There’s always a bit more setup and configuration required with a Samsung phone, and the S23 is no exception. I had to plug it into my Mac and manually remove a bunch of pre-installed third-party apps (like Facebook, a few different Microsoft apps, and McAfee!) that I didn’t want. This is something I’ve always found frustrating about Samsung phones, and it contributes to the narrative that they’re bloated.

But once you get past that initial hurdle, there’s a lot to love about Samsung’s software. The Gallery app groups similar photos together for a cleaner view, and Quick Share lets you share links or QR codes of content with people who don’t have Samsung devices (though Android’s native Nearby Share is a more universal solution and generally better for everyone, it still lacks link sharing).

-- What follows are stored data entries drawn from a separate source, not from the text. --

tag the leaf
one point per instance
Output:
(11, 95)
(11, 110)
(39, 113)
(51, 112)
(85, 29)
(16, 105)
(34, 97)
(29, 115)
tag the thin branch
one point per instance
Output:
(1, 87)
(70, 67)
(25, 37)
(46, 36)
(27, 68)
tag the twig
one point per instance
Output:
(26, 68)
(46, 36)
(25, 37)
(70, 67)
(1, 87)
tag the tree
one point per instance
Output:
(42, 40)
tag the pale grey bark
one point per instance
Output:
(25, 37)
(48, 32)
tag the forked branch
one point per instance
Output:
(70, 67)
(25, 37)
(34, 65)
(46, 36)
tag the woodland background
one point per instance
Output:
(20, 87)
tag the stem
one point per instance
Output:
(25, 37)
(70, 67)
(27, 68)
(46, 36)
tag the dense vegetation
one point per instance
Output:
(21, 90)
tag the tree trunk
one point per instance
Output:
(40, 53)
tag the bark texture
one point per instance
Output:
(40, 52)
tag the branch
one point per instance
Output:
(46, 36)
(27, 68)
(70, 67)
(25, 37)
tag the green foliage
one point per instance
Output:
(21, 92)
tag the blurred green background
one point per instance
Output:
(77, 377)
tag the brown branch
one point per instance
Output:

And let’s not forget about Bixby text call, which can screen calls and transcribe the caller’s words for you — a lifesaver for those of us who are tired of spam calls!

Small but mighty:

The size of the S23 is one of its biggest selling points for me. It’s not tiny, but it’s much more comfortable to handle than most phones on the market, especially compared to the behemoth that is the S23 Ultra. And despite its small stature, it packs a punch. The flagship processor ensures smooth performance, and the battery life is excellent. Plus, Samsung’s Deep Sleep feature effectively puts attention-grabbing apps to sleep, preventing them from draining your battery and hogging resources in the background.

Final thoughts:

We’re just a couple of months away from Samsung’s next big phone launch, but a fresh install of One UI 6 on my nearly year-old S23 has made it feel brand new. It’s a testament to the quality of engineering and design that went into this phone, and to the maturity and competence of the Android platform itself. I can’t wait to see what Samsung has in store for us next!

Overall, the Samsung Galaxy S23 is a worthy daily driver, especially after the One UI 6 update. It’s not perfect, but it’s a great option for those who want a powerful, compact phone with a good camera and a ton of useful features.

I hope you enjoyed my experience with the Samsung Galaxy S23! Let me know if you have any questions.